Business Review: Overstock.com
Earlier this week, Overstock.com announced third quarter results, sharing with the public a year-to-date loss of $56,000,000 on net sales of $499,000,000.
There were many interesting tidbits in their 10-Q statement. Let's explore some of the comments.
In the third quarter, and early fourth quarter, sales decreased verses prior year. This will be very interesting to follow, going forward. We all follow the online sales forecasts from folks at Forrester Research and other outlets, forecasts that suggest continued and unimpeded double-digit online growth. Overstock.com is bucking this trend. Management states that sales decreased due to a decline in conversion rate. In other words, traffic supported growth, but fewer visitors decided to purchase something.
It is interesting that management elected to throw the marketing department under the bus. Management is quoted as saying "The areas of our business that most directly affect conversion rate, including personalization of the website, customer retention, e-mail marketing, site design and layout are the responsibility of the marketing department". Ouch! Apparently the quality, assortment and price of the merchandise do not play as large a role in determining whether customers want to purchase anything from Overstock.com. As a customer, do you buy from Overstock.com because of the merchandise, the price, or the design and layout of the site? Obviously, any marketing department can do better. Merchandisers can also do better.

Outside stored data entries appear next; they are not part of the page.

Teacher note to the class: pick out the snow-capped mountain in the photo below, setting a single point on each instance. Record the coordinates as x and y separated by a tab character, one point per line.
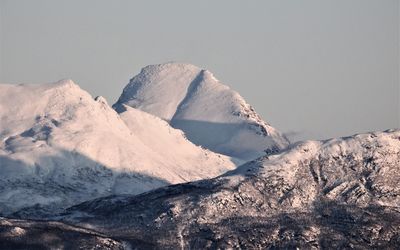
340	193
210	113
59	146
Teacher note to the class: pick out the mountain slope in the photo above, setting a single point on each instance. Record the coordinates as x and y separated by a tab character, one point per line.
58	146
339	193
210	113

Management stated that marketing expenditures were less efficient because marketing agreements with MSN, Yahoo! and AOL expired or were too expensive to cost justify. Management elected to increase spend on television and radio. This caused brand recognition to increase, but did not result in an increase in sales. Management says marketing dollars will be re-directed only to activities that increase conversion.
Technology costs increased dramatically, hurting profitability. Management states that the technology platform now supports a billion-dollar a year business.

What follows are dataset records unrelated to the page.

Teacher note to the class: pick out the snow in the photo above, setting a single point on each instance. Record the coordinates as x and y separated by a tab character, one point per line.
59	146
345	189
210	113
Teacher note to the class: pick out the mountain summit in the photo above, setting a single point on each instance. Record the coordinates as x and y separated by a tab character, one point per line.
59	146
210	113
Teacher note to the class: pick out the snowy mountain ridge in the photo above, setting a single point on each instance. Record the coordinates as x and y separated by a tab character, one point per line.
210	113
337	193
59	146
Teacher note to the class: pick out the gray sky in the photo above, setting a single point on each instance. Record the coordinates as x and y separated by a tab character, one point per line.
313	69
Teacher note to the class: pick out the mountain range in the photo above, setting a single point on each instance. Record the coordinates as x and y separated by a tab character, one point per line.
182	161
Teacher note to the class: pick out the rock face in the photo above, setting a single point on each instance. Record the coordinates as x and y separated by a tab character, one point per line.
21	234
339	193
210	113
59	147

There are several takeaways from what Overstock.com was kind enough to share with us about their business.
- Overstock.com will probably need a 20% to 40% increase in net sales, assuming marketing expense increases at half that rate, and technology expense decreases significantly, in order to achieve break-even status.
- Management did not publicly criticize the merchandise assortment as a reason for decreases in conversion rate. Wow. Is it possible that customers did not want to purchase what Overstock.com had to offer, or did not find the price of the merchandise amenable?
- Overstock.com publicly announced a problem that many other online retailers are going to run up against in the future. Overstock.com depended upon portals for reasonably priced advertising opportunities. Conversely, Portals charge what the market can bear for the real estate they offer. As you continue to yield control of your business to MSN, Yahoo!, AOL and Google, be willing to accept loss of control over your sales and profit trajectory.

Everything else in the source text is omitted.